Die Polizei hat an der Hecht- seestraße in den vergangenen Jahren immer wieder Geschwindigkeitskontrollen durchgeführt. Bei jeder dieser Messungen lagen die Übertretungen „in einem mehr als unterdurchschnittlichen Bereich, teilweise war gar kein Verstoß feststellbar“. Die Unfallstatistik unterstützt dies. Der Polizei wurden allenfalls Kleinunfälle wie Parkrempler oder Auffahrer gemeldet. Das widerspricht komplett der Darstellung des Bürgerversammlungsantrags, in dem von „diversen Unfällen“ und „übermäßiger Beschleunigung“ die Rede ist. Jedenfalls sieht die Polizei keinen Anlass für eine Intensivierung der Tempokontrollen, man mache in der Hechtseestraße weiter wie bisher. Auch beim Parken wird es keine Anordnung über die bereits bestehenden gesetzlichen Verbote hinaus geben. Eine Kon- trolle des Kreisverwaltungsreferats hatte nichts Gravierendes festgestellt. Anhänger dürften gemäß Straßenverkehrsordnung grundsätzlich 14 Tage auf öffentlichem Verkehrsgrund abgestellt werden.
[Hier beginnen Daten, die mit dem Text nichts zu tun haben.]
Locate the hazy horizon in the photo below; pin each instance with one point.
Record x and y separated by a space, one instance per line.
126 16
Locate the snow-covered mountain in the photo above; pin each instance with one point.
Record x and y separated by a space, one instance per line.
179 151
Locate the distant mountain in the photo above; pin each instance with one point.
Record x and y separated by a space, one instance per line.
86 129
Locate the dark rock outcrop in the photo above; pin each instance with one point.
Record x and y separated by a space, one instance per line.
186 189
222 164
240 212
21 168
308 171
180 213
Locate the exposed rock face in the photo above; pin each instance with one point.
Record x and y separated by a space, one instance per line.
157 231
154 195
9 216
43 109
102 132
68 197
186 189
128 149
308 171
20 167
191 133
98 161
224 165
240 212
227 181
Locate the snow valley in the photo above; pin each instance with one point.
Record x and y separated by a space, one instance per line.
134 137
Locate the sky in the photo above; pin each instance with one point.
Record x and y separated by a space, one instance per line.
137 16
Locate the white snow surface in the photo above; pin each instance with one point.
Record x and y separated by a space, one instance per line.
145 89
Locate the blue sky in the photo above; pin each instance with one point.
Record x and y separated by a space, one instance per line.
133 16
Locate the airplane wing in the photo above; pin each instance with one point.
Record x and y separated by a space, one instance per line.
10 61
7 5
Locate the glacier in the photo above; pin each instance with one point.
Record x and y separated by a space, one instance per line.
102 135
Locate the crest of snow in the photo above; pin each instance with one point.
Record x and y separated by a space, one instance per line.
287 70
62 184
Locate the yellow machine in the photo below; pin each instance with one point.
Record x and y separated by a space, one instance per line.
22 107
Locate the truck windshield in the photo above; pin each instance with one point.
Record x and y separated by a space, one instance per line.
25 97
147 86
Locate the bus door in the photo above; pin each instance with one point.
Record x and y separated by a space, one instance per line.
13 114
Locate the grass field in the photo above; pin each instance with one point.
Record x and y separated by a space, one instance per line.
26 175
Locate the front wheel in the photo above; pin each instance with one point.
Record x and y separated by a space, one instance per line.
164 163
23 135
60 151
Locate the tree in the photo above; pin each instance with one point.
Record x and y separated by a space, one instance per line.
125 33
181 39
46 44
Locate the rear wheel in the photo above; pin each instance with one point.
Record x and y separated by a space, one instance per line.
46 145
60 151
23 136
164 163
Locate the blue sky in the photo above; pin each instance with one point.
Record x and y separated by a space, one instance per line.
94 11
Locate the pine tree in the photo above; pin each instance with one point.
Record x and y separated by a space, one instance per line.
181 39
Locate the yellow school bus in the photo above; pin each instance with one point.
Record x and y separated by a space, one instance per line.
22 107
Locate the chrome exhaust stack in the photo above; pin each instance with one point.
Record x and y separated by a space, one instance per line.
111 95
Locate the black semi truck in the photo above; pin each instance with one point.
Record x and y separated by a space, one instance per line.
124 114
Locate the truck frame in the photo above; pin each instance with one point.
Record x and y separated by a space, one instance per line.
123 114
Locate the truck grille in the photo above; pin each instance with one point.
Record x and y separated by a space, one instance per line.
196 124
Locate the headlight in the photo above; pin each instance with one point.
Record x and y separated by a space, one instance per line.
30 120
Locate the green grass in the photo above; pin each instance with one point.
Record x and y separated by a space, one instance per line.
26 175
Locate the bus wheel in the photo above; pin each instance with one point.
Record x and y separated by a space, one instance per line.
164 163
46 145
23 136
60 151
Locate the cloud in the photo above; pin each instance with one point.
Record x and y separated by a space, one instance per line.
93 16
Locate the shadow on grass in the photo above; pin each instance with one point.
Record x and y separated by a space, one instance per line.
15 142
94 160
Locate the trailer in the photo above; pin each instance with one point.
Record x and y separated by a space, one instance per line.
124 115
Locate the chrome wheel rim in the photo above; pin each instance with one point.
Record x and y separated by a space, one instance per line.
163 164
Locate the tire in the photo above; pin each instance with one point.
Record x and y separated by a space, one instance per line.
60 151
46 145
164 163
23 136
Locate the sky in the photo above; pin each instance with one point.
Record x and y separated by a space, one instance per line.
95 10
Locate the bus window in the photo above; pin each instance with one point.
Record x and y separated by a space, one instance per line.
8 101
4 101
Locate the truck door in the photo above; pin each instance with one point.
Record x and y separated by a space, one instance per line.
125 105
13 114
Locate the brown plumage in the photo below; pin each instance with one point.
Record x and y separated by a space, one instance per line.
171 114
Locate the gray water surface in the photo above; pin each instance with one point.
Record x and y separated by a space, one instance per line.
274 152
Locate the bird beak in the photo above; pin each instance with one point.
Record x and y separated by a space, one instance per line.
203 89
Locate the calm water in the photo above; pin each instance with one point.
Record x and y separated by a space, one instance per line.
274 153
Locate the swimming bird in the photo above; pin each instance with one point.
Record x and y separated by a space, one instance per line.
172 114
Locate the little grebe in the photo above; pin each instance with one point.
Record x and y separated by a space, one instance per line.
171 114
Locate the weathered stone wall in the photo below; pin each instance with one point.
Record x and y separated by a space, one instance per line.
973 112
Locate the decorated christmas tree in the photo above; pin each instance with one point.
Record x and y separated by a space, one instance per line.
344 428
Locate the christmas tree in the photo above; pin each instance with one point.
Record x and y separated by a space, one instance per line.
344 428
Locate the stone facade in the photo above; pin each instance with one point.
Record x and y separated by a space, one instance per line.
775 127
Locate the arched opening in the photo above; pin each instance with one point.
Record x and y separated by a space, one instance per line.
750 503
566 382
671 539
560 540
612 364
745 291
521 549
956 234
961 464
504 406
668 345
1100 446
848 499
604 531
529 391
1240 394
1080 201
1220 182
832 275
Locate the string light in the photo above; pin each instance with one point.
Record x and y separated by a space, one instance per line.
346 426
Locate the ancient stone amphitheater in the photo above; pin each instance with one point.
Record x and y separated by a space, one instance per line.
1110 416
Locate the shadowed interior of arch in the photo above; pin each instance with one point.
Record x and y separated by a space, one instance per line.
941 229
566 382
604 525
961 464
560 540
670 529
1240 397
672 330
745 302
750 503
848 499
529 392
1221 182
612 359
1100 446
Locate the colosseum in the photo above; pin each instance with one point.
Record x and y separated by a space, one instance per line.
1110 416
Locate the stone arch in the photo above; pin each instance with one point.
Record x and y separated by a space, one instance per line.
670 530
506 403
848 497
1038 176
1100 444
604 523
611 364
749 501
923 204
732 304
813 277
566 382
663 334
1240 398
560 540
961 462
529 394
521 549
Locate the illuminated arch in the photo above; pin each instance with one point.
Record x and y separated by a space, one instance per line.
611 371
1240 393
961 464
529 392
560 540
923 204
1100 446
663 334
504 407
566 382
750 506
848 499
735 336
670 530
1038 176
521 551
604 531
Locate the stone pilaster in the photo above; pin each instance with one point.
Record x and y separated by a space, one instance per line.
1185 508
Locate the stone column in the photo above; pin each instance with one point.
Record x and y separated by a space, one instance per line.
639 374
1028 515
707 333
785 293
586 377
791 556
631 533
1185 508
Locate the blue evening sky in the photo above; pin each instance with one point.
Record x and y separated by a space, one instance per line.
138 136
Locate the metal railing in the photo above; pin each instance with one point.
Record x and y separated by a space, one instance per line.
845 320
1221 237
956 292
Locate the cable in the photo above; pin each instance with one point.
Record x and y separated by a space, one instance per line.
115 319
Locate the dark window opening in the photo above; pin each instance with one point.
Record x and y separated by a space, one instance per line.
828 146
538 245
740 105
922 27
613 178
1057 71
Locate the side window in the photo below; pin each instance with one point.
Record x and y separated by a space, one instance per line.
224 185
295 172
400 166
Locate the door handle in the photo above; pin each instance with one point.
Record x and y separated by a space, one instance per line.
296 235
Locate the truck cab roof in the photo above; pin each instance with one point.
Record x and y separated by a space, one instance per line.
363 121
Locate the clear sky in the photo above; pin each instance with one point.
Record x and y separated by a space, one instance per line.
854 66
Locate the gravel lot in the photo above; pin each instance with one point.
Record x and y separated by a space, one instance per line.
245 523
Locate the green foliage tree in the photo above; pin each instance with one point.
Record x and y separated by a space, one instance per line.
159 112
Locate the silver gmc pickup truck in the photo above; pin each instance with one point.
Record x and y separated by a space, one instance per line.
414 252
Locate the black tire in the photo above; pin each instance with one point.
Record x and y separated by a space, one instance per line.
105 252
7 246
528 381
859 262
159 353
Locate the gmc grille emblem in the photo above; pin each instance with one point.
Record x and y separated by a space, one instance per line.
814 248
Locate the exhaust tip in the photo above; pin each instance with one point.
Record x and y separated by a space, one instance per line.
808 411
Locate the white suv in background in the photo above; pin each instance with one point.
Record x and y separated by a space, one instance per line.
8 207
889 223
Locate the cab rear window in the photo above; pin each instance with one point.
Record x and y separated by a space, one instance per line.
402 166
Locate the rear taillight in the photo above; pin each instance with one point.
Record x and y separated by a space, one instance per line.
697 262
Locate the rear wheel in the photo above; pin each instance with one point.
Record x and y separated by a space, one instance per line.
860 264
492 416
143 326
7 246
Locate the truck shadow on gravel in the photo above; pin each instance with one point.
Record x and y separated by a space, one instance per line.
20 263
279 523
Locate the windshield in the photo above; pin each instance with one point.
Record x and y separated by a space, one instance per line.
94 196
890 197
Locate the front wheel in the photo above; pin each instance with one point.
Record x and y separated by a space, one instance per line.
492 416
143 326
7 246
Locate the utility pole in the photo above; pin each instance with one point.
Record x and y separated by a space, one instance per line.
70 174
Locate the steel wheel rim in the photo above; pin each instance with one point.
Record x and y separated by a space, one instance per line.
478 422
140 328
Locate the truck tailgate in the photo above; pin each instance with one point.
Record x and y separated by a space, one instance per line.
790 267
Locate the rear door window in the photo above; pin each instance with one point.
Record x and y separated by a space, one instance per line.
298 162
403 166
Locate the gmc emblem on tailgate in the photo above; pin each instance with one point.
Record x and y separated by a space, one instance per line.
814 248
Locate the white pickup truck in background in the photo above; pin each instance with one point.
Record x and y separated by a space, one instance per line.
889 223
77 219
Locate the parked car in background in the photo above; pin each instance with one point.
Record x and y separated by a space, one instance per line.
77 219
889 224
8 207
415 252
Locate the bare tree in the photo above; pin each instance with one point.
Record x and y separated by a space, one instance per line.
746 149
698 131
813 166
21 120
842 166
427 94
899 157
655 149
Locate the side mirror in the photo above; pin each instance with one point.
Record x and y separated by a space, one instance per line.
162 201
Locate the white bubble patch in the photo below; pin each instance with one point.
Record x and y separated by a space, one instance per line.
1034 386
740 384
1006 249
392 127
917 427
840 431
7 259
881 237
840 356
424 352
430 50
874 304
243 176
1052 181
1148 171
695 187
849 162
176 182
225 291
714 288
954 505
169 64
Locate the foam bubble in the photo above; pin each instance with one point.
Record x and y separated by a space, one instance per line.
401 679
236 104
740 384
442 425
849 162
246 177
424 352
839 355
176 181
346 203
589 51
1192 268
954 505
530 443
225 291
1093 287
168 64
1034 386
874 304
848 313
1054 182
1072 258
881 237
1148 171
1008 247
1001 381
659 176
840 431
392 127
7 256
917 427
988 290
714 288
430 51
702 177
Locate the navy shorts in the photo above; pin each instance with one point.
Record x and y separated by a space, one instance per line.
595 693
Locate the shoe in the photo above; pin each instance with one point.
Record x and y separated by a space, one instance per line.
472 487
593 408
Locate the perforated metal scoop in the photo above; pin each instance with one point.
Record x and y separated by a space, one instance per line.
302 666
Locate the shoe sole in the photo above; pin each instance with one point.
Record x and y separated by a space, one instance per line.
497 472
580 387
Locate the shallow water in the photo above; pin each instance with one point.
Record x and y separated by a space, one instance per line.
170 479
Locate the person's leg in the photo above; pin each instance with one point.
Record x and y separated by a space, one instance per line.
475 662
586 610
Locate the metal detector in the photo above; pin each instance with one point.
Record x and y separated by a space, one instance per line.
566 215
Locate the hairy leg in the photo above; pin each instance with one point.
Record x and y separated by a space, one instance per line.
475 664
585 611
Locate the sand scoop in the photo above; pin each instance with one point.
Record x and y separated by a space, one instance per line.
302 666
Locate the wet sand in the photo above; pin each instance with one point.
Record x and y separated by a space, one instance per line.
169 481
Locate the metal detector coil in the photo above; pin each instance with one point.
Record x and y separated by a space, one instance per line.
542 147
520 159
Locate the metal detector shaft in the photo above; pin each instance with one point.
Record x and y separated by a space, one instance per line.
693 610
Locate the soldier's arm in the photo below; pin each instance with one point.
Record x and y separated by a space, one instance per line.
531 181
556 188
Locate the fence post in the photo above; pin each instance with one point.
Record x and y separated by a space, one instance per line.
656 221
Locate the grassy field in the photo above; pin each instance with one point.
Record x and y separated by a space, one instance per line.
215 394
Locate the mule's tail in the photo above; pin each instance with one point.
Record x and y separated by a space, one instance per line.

Nur Lkw über 7,5 Tonnen und Anhänger über zwei Tonnen sind nachts und an Sonn- und Feiertagen in Wohngebieten wie der Hechtseestraße verboten. Eine reine Parkzone ausschließlich für Pkw ist nur möglich, wenn von den parkenden Anhängern oder Lkw eine Gefährdung für den Straßenverkehr, zum Beispiel durch extreme Sichtbehinderung, ausgeht. Auf der Hechtseestraße nicht der Fall. Der Antrag der Bürgerversammlung auf ein generelles Parkverbot für Last- und Zirkuswagen sowie Anhänger und Wohnmobile auf der Hechtseestraße wird daher abgelehnt. Im Übrigen würde eine solche Anordnung nach Ansicht des KVR die Anhänger nur in die umliegenden Wohnstraßen verdrängen.

Auch mit der Forderung nach einem Zebrastreifen über die Hechtseestraße auf Höhe Jäcklinstraße/Willinger Weg sind die Ramersdorfer bei der Stadtverwaltung abgeblitzt. Ein wesentliches Kriterium – eine hohe Fußgängerfrequenz an dieser Stelle – wird nicht erfüllt, wie Beobachtungen des KVR ergaben. Bei einer nachmittäglichen Verkehrszählung wollten dort innerhalb einer Stunde gerade mal zwei Fußgänger rüber. Laut Richtlinien müssen es im Schnitt 50 bis 100 Fußgänger die Stunde sein. Zudem ist die Ampel an der Berger-Kreuz-Straße nur 120 Meter entfernt.